Victoria screamed. ‘No, Father, please.’ She tried to run but the bodyguard held her back. He stared coldly at her.

‘You were never my favourite. Take her…’

Two of the bodyguards came forward and dragged her away from her father. Another walked towards Mann. Mann’s pulse slowed right down. He felt the adrenalin turn his blood to ice. In his mouth he moved the arrow that he had snapped from the Parker pen out of his cheek and into the centre of his tongue and he waited until he was within range, he eased himself to his left slightly and felt the gun in his back travel two inches to his right and then he shot it straight into the bodyguard’s eye. It pierced his retina and exploded his eyeball. At the same time Mann twisted his body away from the gun in his back. The shot missed Mann and hit the bodyguard who keeled clutching his eye. Mann back flicked his fist into the man’s face and he broke his nose, cheek and cracked his eye socket. He dived forward towards Ng and caught him around the shoulders and rolled with him to protect him, laying his body across his, but it was too late. CK had already shot Ng through the head. His skull shattered. His body lifeless beneath Mann’s. Mann gave a cry of pain,
a roar of anger as he turned, rolled away from Ng and reached inside his shirt with his left hand. There, between the cloth and the bandages, pressed around his chest, was Delilah. And on her hilt she bore something precious. The bodyguards reached for their weapons at the same time as Mann dropped to one knee, rolled and fired Delilah over their heads. She turned direction in the air, almost hovered and then dropped blade first as CK looked up to see what it was. A flash of steel, a plume of black. It sunk deep into his left eye, so far that Delilah was pushing to come out the other side of his skull. CK was driven back by the force and smashed against the mahogany book shelf and slid down to the floor.

Victoria screamed. There was a pause as if the room stood still and then she laughed. Mann thought at first it was shock but it gathered momentum and the bodyguards joined in. She went over to her father and stared down at him and giggled at the kite eagle’s long black tail feathers that were a perfect manoeuvring tool in the air. They were still vibrating as they protruded from his eye socket. She went over to CK, put her foot on his face, her Jimmy Choo heel dug into his chin and she pulled on the eagle feathers, wiggled them to dislodge them and then slid Delilah out, brain matter and eye attached.

‘You know, Father, you disappointed me too.’

She came over to Mann, who was knelt beside Ng, feeling no triumph now, only a bitter loss. She put Delilah in his lap.

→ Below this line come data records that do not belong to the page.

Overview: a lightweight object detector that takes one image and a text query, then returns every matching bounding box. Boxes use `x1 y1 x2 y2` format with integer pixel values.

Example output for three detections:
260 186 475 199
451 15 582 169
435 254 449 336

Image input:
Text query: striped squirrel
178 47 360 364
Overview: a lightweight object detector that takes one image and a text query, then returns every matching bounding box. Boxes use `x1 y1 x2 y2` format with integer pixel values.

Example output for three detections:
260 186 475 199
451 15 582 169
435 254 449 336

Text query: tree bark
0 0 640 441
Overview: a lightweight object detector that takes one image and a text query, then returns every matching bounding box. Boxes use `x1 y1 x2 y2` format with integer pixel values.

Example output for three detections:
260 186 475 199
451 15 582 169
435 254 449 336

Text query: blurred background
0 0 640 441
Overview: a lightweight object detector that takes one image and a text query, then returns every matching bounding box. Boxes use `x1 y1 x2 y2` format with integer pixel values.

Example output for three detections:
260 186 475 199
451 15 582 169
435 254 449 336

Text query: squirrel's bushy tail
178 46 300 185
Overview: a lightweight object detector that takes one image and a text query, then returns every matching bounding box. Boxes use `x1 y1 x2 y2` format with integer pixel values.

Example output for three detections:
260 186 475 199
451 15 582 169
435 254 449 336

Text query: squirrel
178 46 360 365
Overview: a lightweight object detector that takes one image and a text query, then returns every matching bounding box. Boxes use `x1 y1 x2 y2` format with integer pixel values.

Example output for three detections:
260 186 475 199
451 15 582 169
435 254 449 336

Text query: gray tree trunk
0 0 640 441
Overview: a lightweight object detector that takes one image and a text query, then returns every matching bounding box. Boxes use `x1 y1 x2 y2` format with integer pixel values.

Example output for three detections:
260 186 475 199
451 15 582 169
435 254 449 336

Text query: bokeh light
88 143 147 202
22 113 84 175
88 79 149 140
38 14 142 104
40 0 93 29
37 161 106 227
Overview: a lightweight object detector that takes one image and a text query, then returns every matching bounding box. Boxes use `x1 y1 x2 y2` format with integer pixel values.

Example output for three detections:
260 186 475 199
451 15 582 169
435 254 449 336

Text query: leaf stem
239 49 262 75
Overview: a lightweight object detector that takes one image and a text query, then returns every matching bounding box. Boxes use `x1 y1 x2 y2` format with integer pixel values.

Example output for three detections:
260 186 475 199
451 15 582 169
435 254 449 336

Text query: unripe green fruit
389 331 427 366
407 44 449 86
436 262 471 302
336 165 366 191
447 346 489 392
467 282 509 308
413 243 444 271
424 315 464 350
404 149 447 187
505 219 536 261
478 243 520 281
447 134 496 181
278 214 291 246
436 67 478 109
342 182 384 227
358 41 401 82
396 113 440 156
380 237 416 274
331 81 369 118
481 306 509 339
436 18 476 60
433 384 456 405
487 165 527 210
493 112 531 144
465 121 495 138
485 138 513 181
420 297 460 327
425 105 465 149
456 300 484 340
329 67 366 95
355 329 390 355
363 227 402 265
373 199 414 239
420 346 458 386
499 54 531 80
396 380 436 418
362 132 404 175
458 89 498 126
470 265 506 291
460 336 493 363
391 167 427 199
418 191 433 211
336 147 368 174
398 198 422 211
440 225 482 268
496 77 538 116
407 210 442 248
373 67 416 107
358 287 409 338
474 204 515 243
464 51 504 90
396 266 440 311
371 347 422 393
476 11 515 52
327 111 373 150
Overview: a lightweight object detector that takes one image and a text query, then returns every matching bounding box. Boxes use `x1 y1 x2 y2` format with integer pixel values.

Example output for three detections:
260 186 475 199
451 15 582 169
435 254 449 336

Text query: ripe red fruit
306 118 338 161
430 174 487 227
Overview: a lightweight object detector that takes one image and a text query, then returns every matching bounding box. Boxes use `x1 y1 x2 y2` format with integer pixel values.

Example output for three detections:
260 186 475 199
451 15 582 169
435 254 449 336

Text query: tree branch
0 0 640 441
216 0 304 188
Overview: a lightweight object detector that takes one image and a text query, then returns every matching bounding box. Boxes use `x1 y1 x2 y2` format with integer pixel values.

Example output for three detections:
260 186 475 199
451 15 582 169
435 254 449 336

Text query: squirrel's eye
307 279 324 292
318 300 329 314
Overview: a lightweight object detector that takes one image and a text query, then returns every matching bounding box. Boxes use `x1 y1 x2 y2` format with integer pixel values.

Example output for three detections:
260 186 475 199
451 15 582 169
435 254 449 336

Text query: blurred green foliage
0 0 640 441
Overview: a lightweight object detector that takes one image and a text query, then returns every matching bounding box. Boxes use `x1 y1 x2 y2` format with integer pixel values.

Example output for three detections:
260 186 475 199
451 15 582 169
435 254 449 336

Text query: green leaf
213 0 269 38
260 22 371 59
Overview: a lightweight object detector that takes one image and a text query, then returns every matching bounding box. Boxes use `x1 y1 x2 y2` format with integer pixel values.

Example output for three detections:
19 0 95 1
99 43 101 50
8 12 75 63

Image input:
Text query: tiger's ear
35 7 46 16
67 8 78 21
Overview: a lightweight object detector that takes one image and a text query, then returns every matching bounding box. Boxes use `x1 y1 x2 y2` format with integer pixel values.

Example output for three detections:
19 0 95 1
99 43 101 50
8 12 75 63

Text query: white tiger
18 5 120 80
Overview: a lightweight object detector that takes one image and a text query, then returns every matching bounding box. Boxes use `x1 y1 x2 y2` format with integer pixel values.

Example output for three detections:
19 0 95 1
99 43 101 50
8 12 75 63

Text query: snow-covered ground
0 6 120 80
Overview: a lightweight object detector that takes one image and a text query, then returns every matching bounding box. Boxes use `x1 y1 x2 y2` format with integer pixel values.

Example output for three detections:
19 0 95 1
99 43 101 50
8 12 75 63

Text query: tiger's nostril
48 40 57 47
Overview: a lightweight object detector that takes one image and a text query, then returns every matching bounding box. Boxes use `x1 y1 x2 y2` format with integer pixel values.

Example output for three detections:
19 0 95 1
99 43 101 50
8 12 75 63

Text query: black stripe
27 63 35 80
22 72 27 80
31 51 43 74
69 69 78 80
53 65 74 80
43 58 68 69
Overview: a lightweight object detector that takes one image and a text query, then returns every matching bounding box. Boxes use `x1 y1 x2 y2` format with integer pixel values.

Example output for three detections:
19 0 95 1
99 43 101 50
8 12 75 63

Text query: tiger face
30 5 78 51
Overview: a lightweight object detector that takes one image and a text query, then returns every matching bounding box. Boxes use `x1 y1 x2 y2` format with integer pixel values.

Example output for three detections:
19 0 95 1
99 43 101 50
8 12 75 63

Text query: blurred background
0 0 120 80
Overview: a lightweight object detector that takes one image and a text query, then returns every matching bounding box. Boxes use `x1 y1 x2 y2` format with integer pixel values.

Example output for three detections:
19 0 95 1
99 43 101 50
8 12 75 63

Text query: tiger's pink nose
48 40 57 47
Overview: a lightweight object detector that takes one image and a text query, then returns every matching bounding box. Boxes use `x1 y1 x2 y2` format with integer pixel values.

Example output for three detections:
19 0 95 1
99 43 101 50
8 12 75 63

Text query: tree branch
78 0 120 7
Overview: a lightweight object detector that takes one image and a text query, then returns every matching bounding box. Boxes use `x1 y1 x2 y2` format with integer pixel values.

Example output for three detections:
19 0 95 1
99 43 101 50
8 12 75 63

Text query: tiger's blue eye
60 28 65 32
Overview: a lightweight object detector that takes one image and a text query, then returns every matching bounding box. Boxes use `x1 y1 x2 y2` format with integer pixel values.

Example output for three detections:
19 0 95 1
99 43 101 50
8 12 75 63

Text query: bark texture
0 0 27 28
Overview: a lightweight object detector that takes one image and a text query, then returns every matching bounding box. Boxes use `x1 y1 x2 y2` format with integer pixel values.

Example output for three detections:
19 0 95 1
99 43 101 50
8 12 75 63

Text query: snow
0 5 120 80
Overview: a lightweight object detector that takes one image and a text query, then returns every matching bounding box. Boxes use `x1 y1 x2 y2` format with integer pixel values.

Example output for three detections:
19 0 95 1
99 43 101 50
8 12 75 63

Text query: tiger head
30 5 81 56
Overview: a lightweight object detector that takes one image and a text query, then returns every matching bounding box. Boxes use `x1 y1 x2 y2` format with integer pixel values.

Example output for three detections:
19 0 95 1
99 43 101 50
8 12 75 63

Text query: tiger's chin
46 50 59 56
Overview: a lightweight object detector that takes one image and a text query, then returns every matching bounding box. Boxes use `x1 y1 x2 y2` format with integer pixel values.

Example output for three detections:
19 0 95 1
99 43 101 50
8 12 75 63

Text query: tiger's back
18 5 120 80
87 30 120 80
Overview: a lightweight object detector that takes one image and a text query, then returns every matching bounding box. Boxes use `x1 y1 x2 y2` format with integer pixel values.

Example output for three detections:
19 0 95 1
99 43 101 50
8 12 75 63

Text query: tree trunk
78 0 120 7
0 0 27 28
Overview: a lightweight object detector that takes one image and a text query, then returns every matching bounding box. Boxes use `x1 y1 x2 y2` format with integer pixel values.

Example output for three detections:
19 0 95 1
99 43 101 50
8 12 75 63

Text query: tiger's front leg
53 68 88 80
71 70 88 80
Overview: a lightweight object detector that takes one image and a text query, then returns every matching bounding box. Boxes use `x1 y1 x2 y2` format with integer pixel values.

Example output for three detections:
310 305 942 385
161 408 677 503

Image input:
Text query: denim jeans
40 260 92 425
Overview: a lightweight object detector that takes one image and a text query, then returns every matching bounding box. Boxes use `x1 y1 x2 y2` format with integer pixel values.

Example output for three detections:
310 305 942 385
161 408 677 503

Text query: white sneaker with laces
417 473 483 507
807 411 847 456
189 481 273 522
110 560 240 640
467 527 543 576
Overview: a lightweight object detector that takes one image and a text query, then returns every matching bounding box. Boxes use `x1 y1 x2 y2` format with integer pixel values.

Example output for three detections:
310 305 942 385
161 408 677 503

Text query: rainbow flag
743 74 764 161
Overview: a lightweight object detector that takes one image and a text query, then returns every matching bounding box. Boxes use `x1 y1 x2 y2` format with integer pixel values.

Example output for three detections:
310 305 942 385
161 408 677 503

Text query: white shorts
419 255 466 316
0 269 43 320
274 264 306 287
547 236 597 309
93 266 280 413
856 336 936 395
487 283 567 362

It was as if Mann had stuck to the script when he hadn’t realized there was a whole different play going on.

She leant over to kiss his lips softly. ‘I intend leaving
the country for a while. I will be going to the Philippines. But, don’t think it’s the end for us, Mann, think of it as the beginning.’ She stood up, picked up her bag. ‘And, by the way,’ she tore up the contract and handed it back to Mann, ‘you don’t get out of it that easily. I prefer to be partners, lovers even, who knows, Mann? I never wanted my shares in the Mansions. You own it all, baby.’ Then, she moved towards the door. ‘We have a plane to catch. Don’t hurt him. Drop him back at the Mansions,’ she said to her hovering bodyguards who were still waiting for the satisfaction of kicking the shit out of Mann.

By the time the bodyguards had thrown Mann’s body out of the car and it had rolled to a stop in front of David, he had only three of the hundred and thirty stitches remaining. And three of the four bodyguards would never make it on the plane. Victoria had already left.